IBM Spectrum Scale and CDP Private Cloud Base were first certified with IBM Spectrum Scale V5.1 and CDP 7. Since the first certification, CDP Private Cloud Base and IBM signed an agreement to certify both the products on an ongoing basis for their new releases and keep the certification current. (For more information about certified software levels, see .) This certification is for IBM Spectrum Scale software and applies to all deployment models of IBM Spectrum Scale, including IBM Elastic Storage System.
Benefits of integration
The following top benefits are realized by using IBM Spectrum Scale with CDP Private Cloud Base:
Extreme scalability with parallel file system architecture
IBM Spectrum Scale is a parallel architecture. With a parallel architecture, no single metadata node can become a bottleneck. Every node in the cluster can serve both data and metadata, which enables a single IBM Spectrum Scale file system to store billions of files. This architecture enables clients to grow their CDP Private Cloud Base environments seamlessly as the data grows. Also, one of the key value propositions of IBM Spectrum Scale, especially with IBM Elastic Storage System (ESS), is running diverse and demanding workloads, plus the ability to tier down to Active Archive.

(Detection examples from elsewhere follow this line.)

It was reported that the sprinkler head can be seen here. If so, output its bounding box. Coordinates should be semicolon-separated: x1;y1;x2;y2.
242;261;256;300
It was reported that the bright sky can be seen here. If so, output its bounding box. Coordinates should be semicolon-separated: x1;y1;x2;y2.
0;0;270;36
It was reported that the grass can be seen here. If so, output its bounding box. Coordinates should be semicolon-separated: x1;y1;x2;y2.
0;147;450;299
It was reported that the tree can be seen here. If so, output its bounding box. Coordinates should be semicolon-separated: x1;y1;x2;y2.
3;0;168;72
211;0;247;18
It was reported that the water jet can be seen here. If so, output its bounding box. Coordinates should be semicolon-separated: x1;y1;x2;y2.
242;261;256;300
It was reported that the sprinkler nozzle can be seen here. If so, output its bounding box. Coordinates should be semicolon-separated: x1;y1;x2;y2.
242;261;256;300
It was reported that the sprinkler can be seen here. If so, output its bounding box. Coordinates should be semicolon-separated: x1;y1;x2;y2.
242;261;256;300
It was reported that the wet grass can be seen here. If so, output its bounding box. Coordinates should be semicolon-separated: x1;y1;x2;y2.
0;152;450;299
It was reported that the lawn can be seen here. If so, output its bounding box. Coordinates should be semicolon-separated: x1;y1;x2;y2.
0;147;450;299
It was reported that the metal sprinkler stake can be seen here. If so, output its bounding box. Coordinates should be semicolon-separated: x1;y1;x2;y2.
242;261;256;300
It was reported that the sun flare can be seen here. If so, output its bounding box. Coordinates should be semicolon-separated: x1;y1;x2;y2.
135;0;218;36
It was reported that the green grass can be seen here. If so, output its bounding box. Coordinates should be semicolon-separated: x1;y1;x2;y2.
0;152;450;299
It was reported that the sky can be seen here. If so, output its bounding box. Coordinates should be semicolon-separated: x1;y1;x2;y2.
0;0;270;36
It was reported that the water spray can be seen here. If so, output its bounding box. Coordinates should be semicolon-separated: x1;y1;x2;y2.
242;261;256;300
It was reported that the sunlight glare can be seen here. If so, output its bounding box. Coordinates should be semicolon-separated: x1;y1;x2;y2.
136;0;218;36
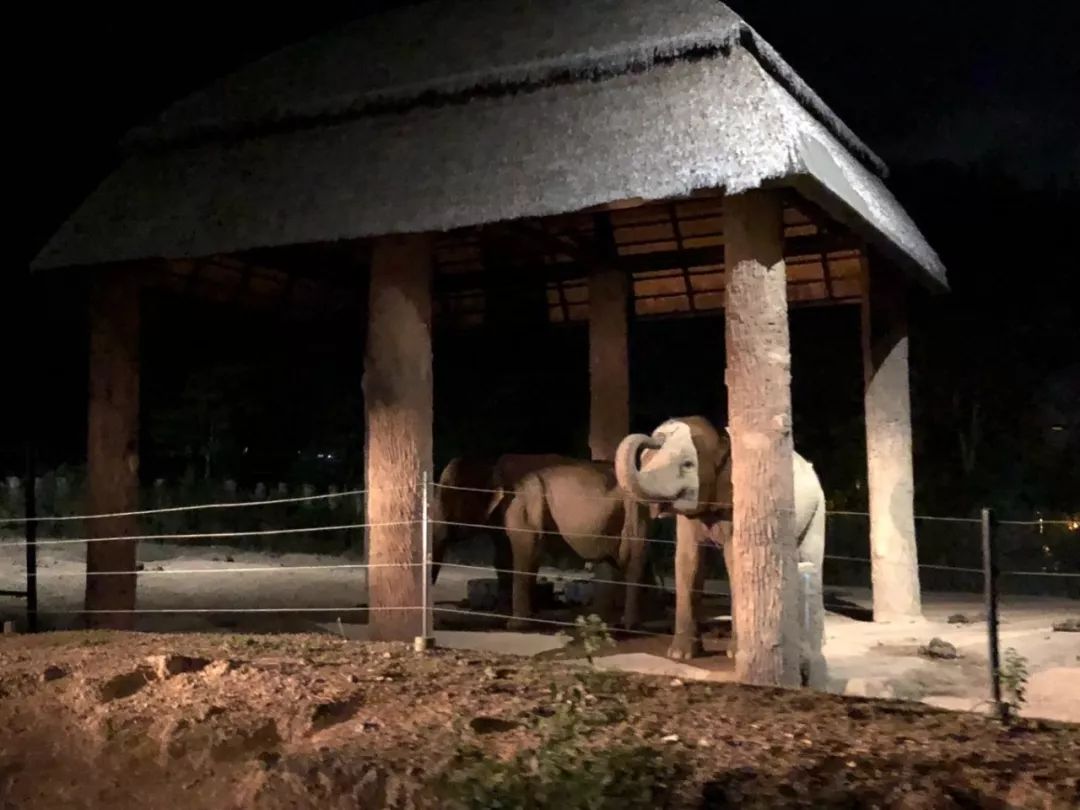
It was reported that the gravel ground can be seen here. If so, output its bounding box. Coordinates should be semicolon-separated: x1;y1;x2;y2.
0;632;1080;810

A global namespace that can span multiple Hadoop clusters and geographical areas
Using IBM Spectrum Scale global namespace, clients can create active, remote data copies and enable real-time, global collaboration. This namespace enables global organizations to form data lakes across the globe, and host their distributed data under one namespace.
IBM Spectrum Scale also enables multiple Hadoop clusters to access a single file system while still providing all the required data isolation semantics.